Долго еще после спектакля, оставшегося у всех в памяти, Мусоргский ходил, полный надежд.
Но прошло немного времени, и Петрова из театра уволили. Еще воспоминания о юбилее не остыли, а он получил уведомление, что дирекция императорских театров переводит его на пенсию.
– Вот и допелся, вот тебе и юбилей! – с горечью встретил Модеста Осип Афанасьевич.
Мусоргский взял в руки бумагу, прочел.
– Ах, гадость какая! Какая, однако, гадость!
– Да-с. И тебе урок тоже, потому что очень уж ты веришь в добро.
– Без этого жить невозможно, дедушка.
Петров прищурился и задумчиво покачал головой. Сегодня, после удара, он был настроен невесело.
– Трудно без этого, да, но капля здравого смысла, как в драгоценном сплаве лигатура, нужна. Ты так горячо требовал одного только чистого, что, видя грязь, не сумел уберечься. Не честность свою не сберег, а стойкость… – Видя, что Мусоргский хочет что-то возразить, Осип Афанасьевич опередил его: – Я тебе, Моденька, не судья, я твою душу вижу. Но мне, как и Дарье Михайловне, больно, что такой огромный талант не все дает нам, чего мы от него ждем.
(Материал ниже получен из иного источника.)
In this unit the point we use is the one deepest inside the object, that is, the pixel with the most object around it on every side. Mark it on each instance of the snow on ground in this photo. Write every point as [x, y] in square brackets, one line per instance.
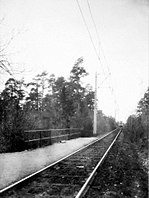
[15, 166]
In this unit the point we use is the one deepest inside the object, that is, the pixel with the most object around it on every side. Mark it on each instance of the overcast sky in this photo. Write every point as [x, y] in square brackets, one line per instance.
[51, 35]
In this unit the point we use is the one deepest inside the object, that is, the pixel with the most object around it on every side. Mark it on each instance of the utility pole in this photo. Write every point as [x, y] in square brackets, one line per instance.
[95, 107]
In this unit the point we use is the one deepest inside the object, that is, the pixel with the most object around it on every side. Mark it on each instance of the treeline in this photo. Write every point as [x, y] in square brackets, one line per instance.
[137, 126]
[47, 102]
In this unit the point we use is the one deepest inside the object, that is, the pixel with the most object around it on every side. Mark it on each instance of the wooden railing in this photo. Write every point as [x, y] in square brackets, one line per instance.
[41, 137]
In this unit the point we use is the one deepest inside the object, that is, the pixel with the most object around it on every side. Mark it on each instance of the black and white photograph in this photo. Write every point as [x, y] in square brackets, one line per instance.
[74, 98]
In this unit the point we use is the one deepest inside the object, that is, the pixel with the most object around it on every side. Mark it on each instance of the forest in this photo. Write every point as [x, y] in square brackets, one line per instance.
[136, 128]
[64, 104]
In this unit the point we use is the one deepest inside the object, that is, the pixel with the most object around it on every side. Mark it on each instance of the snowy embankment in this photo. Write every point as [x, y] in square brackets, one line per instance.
[15, 166]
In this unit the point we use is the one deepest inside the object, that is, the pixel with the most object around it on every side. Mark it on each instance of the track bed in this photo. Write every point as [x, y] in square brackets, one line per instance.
[65, 178]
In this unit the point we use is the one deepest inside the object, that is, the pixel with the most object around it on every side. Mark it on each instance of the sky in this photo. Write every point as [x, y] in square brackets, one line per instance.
[112, 38]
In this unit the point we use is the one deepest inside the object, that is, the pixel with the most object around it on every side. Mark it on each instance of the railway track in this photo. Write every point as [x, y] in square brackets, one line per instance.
[69, 177]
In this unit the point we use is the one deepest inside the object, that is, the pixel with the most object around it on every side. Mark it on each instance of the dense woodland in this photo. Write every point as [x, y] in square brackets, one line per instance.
[64, 104]
[137, 127]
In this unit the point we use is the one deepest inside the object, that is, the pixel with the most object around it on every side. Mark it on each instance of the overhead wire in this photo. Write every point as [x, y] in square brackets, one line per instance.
[100, 47]
[90, 36]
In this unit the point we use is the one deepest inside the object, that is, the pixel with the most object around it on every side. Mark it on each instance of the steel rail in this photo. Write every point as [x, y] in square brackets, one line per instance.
[52, 164]
[86, 185]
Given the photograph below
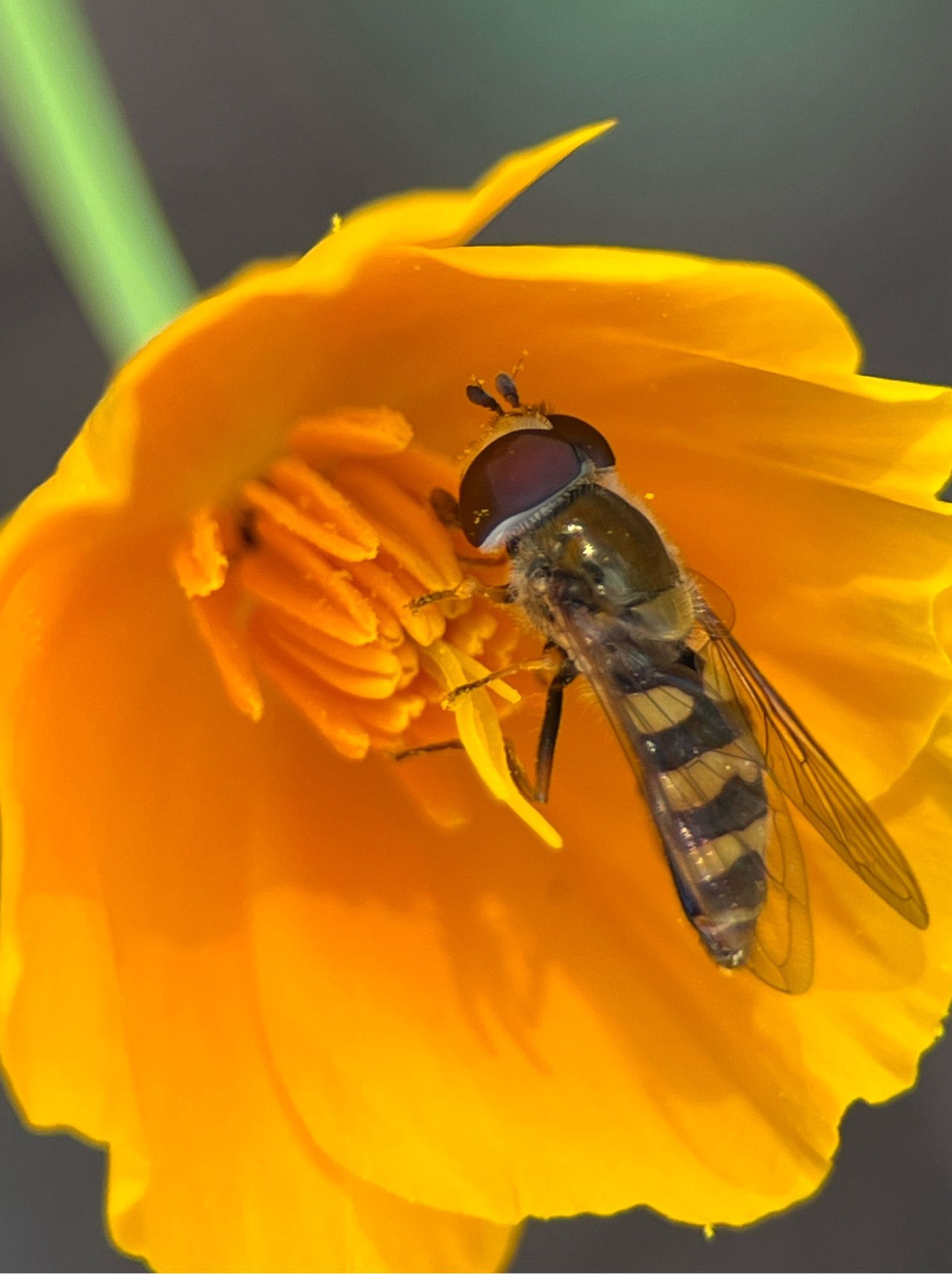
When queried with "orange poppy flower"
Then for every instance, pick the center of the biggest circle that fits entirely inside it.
(332, 1011)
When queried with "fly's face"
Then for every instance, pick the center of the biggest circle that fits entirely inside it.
(525, 472)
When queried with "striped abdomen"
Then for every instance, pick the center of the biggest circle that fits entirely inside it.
(703, 780)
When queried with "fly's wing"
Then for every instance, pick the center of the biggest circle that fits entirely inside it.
(809, 778)
(783, 941)
(782, 955)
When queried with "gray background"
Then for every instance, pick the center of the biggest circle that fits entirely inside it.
(815, 134)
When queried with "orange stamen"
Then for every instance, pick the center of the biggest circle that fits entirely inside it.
(315, 597)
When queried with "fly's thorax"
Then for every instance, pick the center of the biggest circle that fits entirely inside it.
(605, 560)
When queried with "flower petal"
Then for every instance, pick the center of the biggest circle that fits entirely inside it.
(443, 218)
(127, 1006)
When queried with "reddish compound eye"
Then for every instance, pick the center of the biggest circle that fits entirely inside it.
(586, 438)
(512, 477)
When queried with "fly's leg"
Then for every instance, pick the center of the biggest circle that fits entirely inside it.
(548, 662)
(443, 746)
(548, 736)
(462, 592)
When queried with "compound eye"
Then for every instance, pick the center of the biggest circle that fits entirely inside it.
(586, 438)
(512, 477)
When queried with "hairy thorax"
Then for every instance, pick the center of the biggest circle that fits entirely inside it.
(605, 562)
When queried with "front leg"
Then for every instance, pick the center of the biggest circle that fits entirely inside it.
(548, 736)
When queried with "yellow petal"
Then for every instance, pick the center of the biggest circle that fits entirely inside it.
(129, 1006)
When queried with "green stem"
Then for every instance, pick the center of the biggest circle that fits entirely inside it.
(66, 134)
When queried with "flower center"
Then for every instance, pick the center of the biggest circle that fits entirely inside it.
(306, 587)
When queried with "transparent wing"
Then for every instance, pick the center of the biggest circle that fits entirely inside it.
(807, 775)
(783, 941)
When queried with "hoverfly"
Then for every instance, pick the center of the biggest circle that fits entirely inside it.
(716, 750)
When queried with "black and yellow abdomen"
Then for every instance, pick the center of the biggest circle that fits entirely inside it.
(599, 579)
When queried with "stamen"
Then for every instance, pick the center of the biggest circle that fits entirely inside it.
(218, 620)
(201, 562)
(308, 506)
(313, 602)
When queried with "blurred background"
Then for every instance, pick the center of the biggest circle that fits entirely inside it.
(811, 134)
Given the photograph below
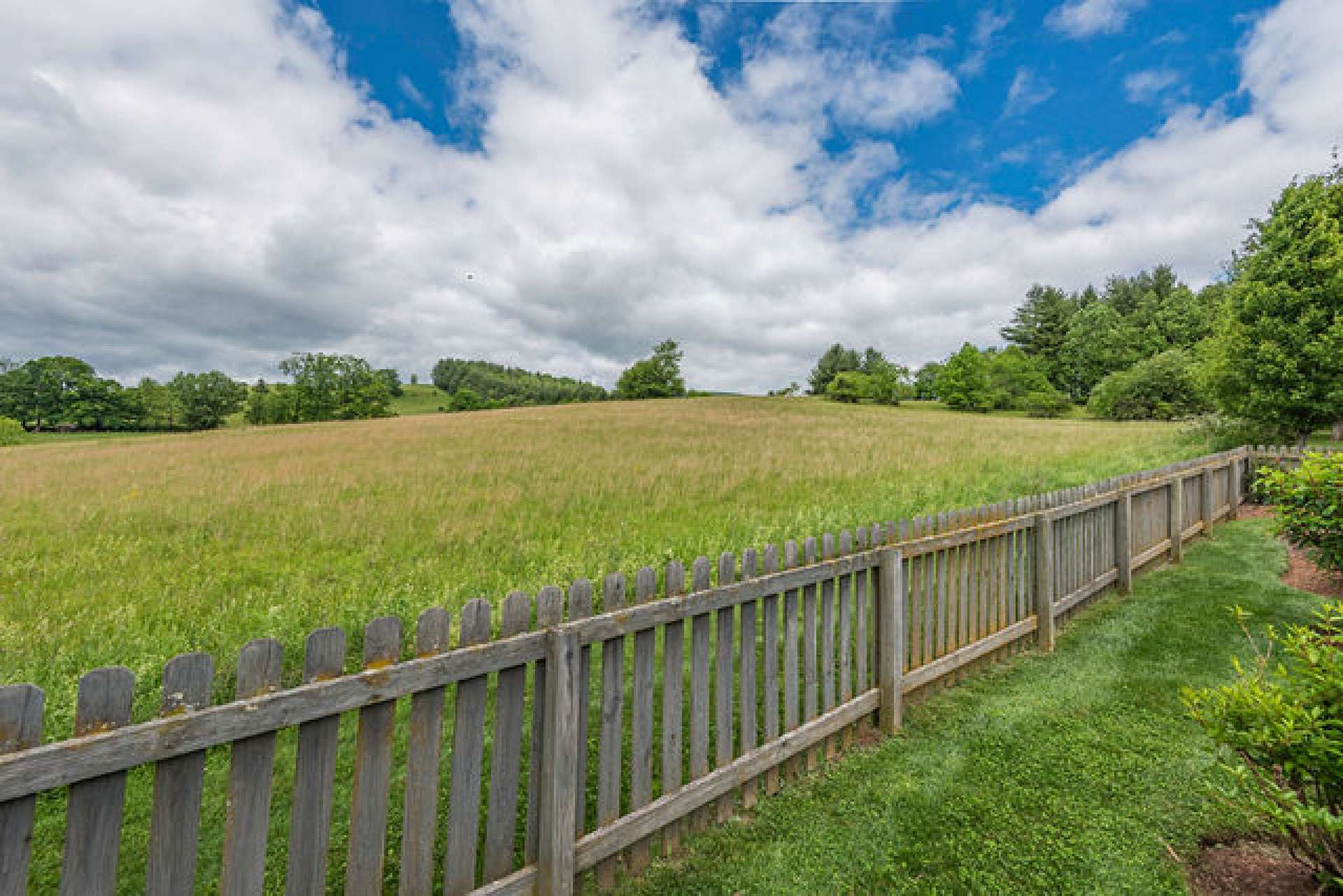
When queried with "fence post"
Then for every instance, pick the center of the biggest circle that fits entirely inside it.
(890, 639)
(1233, 484)
(1045, 579)
(1207, 488)
(1125, 541)
(1177, 518)
(559, 766)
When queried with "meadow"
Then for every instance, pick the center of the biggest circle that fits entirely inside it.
(131, 551)
(1076, 771)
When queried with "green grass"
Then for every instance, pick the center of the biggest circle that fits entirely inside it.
(1070, 773)
(131, 551)
(422, 398)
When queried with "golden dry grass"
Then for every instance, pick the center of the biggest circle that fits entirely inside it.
(129, 551)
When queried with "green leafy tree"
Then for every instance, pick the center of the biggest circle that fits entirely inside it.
(833, 362)
(925, 382)
(465, 399)
(851, 387)
(206, 399)
(887, 381)
(963, 382)
(655, 376)
(1099, 343)
(11, 432)
(1277, 355)
(159, 406)
(1158, 388)
(336, 387)
(392, 381)
(512, 383)
(1013, 375)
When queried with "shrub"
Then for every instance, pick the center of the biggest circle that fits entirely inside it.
(1162, 387)
(1223, 433)
(849, 386)
(1309, 506)
(1283, 723)
(1041, 404)
(11, 432)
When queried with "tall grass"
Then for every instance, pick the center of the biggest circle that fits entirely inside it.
(131, 551)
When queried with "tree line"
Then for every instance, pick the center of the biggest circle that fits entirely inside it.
(1259, 354)
(66, 394)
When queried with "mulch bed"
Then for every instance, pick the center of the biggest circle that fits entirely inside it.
(1251, 867)
(1302, 573)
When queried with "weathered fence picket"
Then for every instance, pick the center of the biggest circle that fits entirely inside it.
(788, 655)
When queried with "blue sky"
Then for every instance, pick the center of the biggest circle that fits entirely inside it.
(560, 185)
(1079, 97)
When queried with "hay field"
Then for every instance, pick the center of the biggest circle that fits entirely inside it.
(131, 551)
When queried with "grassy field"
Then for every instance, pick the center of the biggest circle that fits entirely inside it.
(1071, 773)
(422, 398)
(131, 551)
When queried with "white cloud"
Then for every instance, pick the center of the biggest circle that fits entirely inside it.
(1026, 92)
(192, 185)
(988, 26)
(1144, 86)
(1087, 17)
(413, 93)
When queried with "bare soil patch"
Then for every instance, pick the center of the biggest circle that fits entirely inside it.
(1302, 573)
(1249, 868)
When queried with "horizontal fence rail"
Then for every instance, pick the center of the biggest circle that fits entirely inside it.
(554, 739)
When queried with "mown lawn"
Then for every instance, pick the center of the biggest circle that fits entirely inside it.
(1074, 773)
(131, 551)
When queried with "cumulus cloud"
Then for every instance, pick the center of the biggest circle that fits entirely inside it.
(190, 185)
(1144, 86)
(1087, 17)
(1026, 92)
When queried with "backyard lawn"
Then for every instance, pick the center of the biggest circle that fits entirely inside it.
(1071, 773)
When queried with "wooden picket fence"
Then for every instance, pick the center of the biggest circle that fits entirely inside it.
(616, 748)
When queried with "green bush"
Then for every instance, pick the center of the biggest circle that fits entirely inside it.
(1041, 404)
(849, 387)
(1283, 722)
(1163, 387)
(11, 432)
(1309, 506)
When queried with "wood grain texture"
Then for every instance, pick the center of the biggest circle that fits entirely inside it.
(723, 680)
(93, 808)
(464, 802)
(747, 707)
(506, 754)
(641, 715)
(315, 771)
(423, 754)
(20, 728)
(613, 720)
(770, 656)
(559, 779)
(810, 632)
(700, 684)
(581, 608)
(673, 660)
(179, 783)
(890, 610)
(372, 785)
(550, 613)
(248, 818)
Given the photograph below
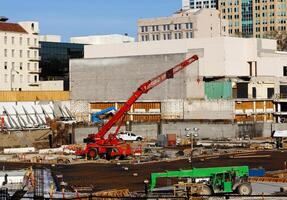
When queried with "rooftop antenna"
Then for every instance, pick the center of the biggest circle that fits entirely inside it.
(3, 19)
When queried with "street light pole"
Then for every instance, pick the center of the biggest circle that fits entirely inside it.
(192, 133)
(11, 80)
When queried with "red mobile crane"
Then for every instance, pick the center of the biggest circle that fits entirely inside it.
(97, 145)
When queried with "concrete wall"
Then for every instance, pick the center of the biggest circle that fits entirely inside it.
(209, 109)
(115, 79)
(206, 130)
(102, 39)
(52, 85)
(223, 56)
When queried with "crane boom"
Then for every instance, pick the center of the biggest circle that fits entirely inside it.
(144, 88)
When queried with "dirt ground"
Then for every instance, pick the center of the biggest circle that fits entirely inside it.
(111, 176)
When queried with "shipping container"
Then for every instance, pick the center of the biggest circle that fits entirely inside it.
(7, 96)
(256, 172)
(218, 90)
(171, 139)
(19, 150)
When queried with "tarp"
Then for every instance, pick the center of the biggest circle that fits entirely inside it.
(280, 133)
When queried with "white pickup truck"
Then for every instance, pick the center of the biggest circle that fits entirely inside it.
(129, 136)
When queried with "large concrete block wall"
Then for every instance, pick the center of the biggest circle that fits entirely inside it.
(206, 130)
(115, 79)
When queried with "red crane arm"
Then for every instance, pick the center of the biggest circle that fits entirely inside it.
(144, 88)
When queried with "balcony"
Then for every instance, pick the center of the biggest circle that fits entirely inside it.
(35, 59)
(37, 46)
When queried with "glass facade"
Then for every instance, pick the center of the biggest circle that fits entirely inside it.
(55, 57)
(247, 18)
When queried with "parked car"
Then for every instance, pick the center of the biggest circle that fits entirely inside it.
(129, 136)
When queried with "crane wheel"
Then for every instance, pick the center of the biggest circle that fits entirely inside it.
(93, 154)
(205, 190)
(244, 189)
(109, 154)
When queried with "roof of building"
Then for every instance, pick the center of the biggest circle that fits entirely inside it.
(11, 27)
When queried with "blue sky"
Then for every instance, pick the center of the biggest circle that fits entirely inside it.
(86, 17)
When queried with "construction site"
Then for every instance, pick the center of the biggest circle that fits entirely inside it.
(48, 152)
(186, 112)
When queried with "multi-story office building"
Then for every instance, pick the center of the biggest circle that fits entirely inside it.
(198, 4)
(250, 18)
(19, 55)
(254, 18)
(183, 24)
(55, 57)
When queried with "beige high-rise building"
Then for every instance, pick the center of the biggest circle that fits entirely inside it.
(19, 55)
(183, 24)
(250, 18)
(254, 18)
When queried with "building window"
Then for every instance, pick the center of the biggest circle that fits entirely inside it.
(146, 38)
(285, 71)
(270, 93)
(6, 78)
(254, 92)
(177, 26)
(166, 27)
(188, 34)
(188, 25)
– К чему работать? – горько ответил Мусоргский. – Вот с вами по-гадкому поступили, моего «Бориса» отставили – и так повсюду.
– Я все-таки не сдаюсь и не сдамся, – сказал Осип Афанасьевич. – Я по-прежнему всею душой с вами. Вот принес бы что-нибудь свое, я бы, хоть и горько мне, стал петь с тобой.
Мусоргский с грустью признался, что нового за последнее время ничего не создал.